The appointment of retirement funds by the South African Revenue Service (SARS) as tax agents is creating a dilemma for funds trying to balance their fiduciary responsibilities towards members with the obligation of being appointed as a tax agent.
Johan Kotze, Head of Tax Dispute Resolution at leading pan-African legal services group Bowman Gilfillan explained: “Many retirement funds are currently receiving tax agency appointment letters from SARS requesting funds to deduct outstanding tax from members’ pension, and to pay it over to SARS”.
Johan Esterhuizen, Partner in the Pension Practice Group at Bowman Gilfillan, noted that appointments create a dilemma because the fund, the administrator and the trustees have to balance their fiduciary responsibilities towards the member with the obligation of being appointed as a tax agent.
The SARS letters should, from 1 October 2012, have been provided in terms of section 179 of the Tax Administration Act, and prior thereto in terms of section 99 of the Income Tax Act. Many letters, presumably only shortly after the Tax Administration Act was promulgated, were erroneously issued in terms of the Income Tax Act and any appointments made in terms of the latter should be questioned by the fund as to their legal validity, Kotze advised.
SARS has wide ranging powers to collect outstanding tax, and the most effective strategy being used is to appoint a tax agent to collect tax on its behalf.
Section 99 of the Income Tax Act allowed SARS to declare any person to be an agent of a taxpayer and thereafter compelling such agent to pay the taxpayer’s outstanding tax from moneys, including pension and other remuneration, which may be held by the agent.
Many funds and their administrators were not aware that section 99 had certain limitations.

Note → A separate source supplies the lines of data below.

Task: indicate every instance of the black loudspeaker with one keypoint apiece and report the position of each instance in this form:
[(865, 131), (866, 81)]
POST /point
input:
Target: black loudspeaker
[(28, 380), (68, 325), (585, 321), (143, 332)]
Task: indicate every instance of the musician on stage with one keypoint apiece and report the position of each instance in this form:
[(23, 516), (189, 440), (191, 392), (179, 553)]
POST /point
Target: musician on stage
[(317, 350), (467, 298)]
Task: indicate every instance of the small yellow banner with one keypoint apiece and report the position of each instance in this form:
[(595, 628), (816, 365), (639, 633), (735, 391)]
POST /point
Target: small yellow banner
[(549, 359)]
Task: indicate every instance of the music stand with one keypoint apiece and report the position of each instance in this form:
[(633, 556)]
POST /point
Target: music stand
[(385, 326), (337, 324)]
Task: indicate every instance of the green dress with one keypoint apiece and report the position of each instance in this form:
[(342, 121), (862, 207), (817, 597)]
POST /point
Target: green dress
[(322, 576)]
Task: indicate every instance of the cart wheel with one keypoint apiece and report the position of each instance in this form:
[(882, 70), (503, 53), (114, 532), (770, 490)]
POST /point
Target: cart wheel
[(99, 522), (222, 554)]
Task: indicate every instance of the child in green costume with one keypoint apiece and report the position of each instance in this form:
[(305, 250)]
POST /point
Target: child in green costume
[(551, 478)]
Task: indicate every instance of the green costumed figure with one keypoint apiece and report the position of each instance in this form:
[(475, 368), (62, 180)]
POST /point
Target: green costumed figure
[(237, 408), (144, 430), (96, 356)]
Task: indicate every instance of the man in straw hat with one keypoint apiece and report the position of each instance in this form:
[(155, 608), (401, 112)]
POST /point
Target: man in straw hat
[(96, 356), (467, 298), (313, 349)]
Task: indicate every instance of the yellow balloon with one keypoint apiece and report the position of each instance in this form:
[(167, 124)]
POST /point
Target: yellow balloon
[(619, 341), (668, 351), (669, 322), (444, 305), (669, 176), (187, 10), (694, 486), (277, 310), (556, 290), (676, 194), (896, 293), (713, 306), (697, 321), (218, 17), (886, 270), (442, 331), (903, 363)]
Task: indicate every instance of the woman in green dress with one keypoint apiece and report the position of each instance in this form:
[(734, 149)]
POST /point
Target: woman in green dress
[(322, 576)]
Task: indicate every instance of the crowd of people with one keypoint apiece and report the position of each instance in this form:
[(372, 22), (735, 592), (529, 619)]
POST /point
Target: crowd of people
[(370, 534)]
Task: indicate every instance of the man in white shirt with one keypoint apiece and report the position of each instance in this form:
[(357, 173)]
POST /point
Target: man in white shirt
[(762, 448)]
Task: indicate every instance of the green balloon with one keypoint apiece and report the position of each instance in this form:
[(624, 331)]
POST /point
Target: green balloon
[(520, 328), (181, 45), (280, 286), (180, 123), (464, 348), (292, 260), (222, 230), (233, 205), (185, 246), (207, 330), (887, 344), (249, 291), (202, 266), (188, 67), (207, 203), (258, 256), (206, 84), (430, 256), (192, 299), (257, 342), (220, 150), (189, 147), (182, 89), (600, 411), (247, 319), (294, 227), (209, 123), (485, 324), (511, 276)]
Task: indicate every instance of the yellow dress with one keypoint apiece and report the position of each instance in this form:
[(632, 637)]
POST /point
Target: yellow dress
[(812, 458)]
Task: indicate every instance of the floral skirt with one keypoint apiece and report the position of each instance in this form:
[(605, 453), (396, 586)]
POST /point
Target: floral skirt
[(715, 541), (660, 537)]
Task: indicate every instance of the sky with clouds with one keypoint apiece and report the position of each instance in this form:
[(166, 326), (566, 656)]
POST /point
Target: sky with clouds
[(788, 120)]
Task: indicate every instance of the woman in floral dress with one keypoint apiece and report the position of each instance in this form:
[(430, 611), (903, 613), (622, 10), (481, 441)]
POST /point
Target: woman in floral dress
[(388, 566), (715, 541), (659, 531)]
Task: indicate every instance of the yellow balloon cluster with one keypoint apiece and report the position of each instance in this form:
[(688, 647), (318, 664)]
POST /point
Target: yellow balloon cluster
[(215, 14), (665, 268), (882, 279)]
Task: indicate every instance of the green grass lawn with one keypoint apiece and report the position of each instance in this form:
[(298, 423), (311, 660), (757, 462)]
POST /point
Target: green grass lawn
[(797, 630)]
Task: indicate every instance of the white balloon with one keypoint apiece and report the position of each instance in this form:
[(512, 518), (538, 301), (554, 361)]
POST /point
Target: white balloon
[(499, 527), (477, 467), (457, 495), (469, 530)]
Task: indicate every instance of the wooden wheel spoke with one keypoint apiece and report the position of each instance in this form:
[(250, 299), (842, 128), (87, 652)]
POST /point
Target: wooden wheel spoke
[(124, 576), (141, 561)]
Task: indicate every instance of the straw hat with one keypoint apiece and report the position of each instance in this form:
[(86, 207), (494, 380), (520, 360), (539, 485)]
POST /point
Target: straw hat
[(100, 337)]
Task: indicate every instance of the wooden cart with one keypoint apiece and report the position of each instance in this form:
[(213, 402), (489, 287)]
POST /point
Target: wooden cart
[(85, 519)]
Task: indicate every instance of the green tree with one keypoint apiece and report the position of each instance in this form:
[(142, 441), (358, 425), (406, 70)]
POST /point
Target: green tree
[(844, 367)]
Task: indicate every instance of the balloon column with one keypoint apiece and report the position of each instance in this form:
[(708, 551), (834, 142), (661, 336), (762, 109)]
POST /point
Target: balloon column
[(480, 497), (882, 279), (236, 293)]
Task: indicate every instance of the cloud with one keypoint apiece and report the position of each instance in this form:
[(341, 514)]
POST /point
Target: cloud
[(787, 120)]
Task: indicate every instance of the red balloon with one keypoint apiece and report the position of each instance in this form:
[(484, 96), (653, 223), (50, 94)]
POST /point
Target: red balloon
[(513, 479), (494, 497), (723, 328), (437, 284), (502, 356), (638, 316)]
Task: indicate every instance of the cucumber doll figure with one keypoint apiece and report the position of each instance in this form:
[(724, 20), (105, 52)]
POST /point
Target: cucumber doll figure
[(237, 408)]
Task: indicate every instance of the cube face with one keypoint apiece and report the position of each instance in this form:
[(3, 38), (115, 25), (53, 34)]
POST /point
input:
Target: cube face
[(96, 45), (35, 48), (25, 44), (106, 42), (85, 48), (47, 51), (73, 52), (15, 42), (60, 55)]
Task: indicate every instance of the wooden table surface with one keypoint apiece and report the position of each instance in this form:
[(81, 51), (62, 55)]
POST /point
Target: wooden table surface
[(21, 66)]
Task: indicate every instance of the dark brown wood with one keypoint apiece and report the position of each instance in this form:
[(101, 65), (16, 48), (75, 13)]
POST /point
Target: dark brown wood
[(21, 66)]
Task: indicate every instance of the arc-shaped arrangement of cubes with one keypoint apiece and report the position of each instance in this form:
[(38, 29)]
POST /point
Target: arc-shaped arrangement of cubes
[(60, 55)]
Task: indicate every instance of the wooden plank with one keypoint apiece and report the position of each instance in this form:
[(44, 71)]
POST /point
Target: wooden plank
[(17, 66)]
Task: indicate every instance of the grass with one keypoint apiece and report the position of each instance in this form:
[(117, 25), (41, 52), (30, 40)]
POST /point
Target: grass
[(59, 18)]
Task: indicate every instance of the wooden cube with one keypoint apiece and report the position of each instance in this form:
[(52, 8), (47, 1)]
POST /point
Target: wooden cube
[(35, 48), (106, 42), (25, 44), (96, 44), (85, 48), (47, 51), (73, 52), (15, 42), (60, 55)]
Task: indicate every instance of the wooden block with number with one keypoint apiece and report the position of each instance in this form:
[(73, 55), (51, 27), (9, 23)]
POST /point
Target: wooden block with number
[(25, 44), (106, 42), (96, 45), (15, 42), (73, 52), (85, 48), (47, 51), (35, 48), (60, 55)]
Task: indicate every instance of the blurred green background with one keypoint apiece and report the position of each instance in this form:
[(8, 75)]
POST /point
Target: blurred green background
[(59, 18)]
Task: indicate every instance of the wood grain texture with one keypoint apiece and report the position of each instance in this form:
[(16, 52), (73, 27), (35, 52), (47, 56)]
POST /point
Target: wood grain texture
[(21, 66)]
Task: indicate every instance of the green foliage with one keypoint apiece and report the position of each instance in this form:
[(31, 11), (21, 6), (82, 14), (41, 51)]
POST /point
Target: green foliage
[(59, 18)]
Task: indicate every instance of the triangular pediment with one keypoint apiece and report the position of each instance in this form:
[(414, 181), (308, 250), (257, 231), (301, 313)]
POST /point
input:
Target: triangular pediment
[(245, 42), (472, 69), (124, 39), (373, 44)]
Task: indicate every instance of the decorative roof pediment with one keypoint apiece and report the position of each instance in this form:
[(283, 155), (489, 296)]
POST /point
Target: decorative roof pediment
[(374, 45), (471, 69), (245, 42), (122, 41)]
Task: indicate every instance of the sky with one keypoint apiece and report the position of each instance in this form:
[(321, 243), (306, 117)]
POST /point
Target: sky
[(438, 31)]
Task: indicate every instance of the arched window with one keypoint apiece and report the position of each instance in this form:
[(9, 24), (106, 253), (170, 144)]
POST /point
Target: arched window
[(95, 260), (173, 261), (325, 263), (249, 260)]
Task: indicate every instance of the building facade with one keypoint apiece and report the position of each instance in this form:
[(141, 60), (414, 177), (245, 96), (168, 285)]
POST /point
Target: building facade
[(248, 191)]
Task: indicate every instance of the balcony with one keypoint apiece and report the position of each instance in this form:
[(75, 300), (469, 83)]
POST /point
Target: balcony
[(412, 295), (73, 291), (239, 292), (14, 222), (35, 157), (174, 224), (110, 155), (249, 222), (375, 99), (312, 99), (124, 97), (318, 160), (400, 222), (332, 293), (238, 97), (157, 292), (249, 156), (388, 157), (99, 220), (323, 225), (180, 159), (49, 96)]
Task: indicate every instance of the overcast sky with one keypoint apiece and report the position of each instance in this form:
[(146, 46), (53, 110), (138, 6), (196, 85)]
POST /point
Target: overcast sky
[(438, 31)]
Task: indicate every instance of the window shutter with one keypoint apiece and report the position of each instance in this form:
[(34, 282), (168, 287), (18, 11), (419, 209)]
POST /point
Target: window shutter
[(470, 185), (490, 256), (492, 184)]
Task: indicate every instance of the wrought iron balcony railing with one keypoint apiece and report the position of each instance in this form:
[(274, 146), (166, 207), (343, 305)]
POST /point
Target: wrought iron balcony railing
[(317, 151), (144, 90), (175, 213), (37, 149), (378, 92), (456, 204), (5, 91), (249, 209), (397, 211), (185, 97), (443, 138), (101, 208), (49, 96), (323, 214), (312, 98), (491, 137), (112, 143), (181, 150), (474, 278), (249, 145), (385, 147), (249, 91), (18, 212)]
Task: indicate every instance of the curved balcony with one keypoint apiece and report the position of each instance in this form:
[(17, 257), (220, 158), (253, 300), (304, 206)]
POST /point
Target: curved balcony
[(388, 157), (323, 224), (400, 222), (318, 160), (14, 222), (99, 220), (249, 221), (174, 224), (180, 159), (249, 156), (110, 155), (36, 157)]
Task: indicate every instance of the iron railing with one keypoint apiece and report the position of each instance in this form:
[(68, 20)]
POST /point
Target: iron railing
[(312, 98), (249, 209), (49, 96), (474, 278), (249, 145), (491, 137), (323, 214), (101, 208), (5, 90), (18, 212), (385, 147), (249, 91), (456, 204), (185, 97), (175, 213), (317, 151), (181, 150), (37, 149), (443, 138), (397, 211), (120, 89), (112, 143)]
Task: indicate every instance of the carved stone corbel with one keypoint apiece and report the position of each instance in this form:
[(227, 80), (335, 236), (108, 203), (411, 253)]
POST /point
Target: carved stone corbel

In particular, an agent was required to ensure that it was able to legally comply with the requirements of the appointment. An agent was also entitled to question the correctness of the tax agency appointments. For example, where the agent exceeded the ambit of section 99, the court held that the agent, for example a bank or an employer, had to return the money to its client or employee.
Said Kotze: “The new Tax Administration Act provides for a much needed balanced approach, and it is important for funds to understand their rights and obligations should they be appointed. It is also important that funds inform their members through the normal member communication channels of a tax agency appointment and the consequence it may have.”
The new section 179 of the Tax Administration Act gives SARS the same power, but with greater circumspection, as it had with the old section 99. Funds should, as part of their fiduciary responsibilities, ensure that the features of the new section 179 have been complied with when an agency appointment is received.
Included amongst the provisions in section 179 is that only a senior SARS official may appoint a fund to be the agent of its member and that the appointment can only be in relation to moneys which the fund holds or owes, or will hold or will owe, to the member. The fund has to advise the member of the appointment, and should give the member an opportunity to confirm the correctness of the appointment.
According to Esterhuizen: “It follows that if a fund, or where applicable its administrator, fails to ensure that section 179’s features are considered and applied, and if challenged by a member following a deduction, may have to return the funds to the member. The fund will then have to attempt to recover the funds from SARS at its own costs.
“The rights and obligations of the fund and the administrator, when SARS issues these agency appointments, may have to be dealt with in the service level agreement. It is recommended that the roles of the various parties are properly set out in the service level agreement, to ensure that provision is made should an agency appointment be made by SARS.”